Obama: Bailout to Stimulus

I decided to hold off on comments about Obama and the stimulus until he was actually in office, but now, as they say, the gloves come off.
I've been a little skeptical of Obama's economic team's belief that there are no real consequences to running up the deficit. This seems to be generated by a sort of "crass Keynesianism" that assumes that deficits, no matter how they are spent, will help the economy. Obama's willingness to renege on his campaign promise of more progressive taxation indicates a potentially disturbing budgetary bipartisanship that is based on the assumption that deficit spending can be used to support both parties' agendas (tax cuts and gov't spending) at the same time.
Obama's stance towards the bailout has also been worrisome. I think it is fair to say that aside from Paulsen and Bernanke, Obama might be the person most responsible for the management of TARP so far. The bailout has been criticized for lacking any oversight (of the treasury or of banks) and also increased the deficit dramatically right before Obama took office. Why did Obama vocally support the bailout despite these flaws?
One potential reason is that Obama seriously believed that the bailout was necessary to slow the rate at which the economy collapsed. But even if this was the case, he could still have pushed for changes in how the money was spent. Three problems with the bailout are particularly glaring: a) banks have continued distributing hefty bonuses despite receiving TARP funds, b) there was little oversight and transparency to how the money was given out and spent, and c) there were no efforts to institute substantive changes at banks receiving funds. The fact that Obama did little to address these problems (until yesterday--more on that later) begs a motive. Here are four options:
  • He thought TARP was necessary, and thought any dissent would seriously weaken it
  • He thought that passing TARP would make Americans more receptive to future stimulus spending
  • He was influenced by lobbying from bankers and other involved constituencies
  • He was, and remains, reliant on his economic team, whose close ties to the banking industry gave them a pro-banking perspective
I suspect all four reasons played a role, but it is hard to estimate the influence that banks have on Obama.
The recently-introduced bill capping executive compensation is a step in the right direction, but it reads more like a PR move than a substantive measure. Illicit bonuses have been an open secret for the past few months, and most of last year's bonuses have already been distributed. This bill is too little, too late, and does not do anything about bonuses that have already been given out.

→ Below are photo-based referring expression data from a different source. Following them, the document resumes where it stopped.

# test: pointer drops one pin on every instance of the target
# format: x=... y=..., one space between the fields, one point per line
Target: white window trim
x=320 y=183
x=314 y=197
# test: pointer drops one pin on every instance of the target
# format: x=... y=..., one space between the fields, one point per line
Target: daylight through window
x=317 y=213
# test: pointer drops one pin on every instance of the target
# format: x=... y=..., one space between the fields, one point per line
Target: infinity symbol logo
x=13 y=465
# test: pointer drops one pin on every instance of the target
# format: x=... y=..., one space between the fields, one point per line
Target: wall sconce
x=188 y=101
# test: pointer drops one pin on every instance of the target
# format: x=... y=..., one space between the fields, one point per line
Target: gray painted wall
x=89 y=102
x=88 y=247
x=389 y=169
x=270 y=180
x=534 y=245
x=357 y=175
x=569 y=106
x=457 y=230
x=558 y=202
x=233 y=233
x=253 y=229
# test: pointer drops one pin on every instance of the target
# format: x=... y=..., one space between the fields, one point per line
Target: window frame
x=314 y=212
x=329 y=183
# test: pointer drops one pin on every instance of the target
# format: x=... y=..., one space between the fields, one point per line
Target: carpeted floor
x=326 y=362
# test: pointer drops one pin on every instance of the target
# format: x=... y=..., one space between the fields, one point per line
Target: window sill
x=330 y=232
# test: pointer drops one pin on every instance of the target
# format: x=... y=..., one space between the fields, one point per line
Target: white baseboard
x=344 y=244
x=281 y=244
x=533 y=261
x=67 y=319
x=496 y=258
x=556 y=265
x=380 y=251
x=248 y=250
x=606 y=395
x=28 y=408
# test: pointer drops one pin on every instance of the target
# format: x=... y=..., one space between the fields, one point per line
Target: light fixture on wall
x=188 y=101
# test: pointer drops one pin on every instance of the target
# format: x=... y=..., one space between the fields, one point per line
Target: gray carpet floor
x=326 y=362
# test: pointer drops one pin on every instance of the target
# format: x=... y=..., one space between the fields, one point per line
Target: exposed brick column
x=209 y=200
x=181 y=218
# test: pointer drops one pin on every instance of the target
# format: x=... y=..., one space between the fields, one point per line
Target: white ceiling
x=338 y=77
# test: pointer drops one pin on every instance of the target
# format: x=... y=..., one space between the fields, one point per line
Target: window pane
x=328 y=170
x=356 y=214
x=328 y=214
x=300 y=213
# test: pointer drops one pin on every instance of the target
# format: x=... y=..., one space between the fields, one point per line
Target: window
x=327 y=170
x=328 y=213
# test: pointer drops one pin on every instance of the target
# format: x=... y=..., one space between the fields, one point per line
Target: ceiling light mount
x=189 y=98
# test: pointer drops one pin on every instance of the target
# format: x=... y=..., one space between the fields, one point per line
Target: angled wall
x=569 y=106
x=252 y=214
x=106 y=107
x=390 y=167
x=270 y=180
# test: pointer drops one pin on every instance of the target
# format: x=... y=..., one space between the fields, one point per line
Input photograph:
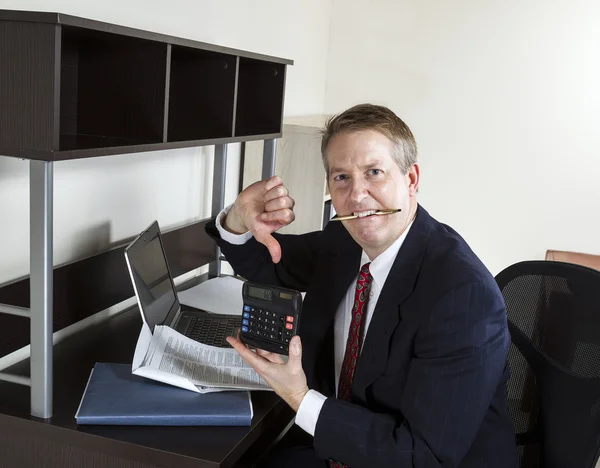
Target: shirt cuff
x=309 y=410
x=235 y=239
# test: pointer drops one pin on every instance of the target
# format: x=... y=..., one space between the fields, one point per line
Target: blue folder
x=114 y=396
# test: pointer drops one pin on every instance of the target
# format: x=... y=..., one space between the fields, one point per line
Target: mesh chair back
x=554 y=391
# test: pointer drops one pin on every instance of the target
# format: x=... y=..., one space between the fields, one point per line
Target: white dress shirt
x=310 y=407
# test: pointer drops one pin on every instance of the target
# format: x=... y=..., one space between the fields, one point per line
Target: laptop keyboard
x=210 y=331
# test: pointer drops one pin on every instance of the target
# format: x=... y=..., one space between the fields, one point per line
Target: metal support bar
x=218 y=199
x=41 y=293
x=14 y=310
x=15 y=379
x=269 y=151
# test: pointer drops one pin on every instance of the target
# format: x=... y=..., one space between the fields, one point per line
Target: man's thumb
x=271 y=243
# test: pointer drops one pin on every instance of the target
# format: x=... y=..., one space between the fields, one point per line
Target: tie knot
x=365 y=275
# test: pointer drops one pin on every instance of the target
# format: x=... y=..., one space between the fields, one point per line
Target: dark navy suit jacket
x=429 y=389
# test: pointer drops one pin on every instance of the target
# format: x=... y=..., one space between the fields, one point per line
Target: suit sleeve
x=459 y=357
x=252 y=260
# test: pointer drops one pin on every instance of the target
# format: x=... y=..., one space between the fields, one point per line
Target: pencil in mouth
x=377 y=212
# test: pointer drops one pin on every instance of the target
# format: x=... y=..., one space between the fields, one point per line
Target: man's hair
x=373 y=117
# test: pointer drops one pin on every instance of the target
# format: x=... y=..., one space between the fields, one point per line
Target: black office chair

So although I am optimistic about Obama's administration in general, there is a lot of ground for skepticism about its economic policy. It is likely to run up the deficit further while not necessarily repealing the Bush tax cuts. It is also likely to adhere to a dubious watered down economics that emphasizes deficit spending. Ironically, it has also suddenly transformed the Republicans into the sensible check on democratic excesses, a shift that would have hardly seemed possible a few months ago. It also risks alienating Obama from more fiscally responsible voters and democrats. However, it's only a few weeks into his term, and hopefully things will improve--centrist democrats seem to be helping him figure things out.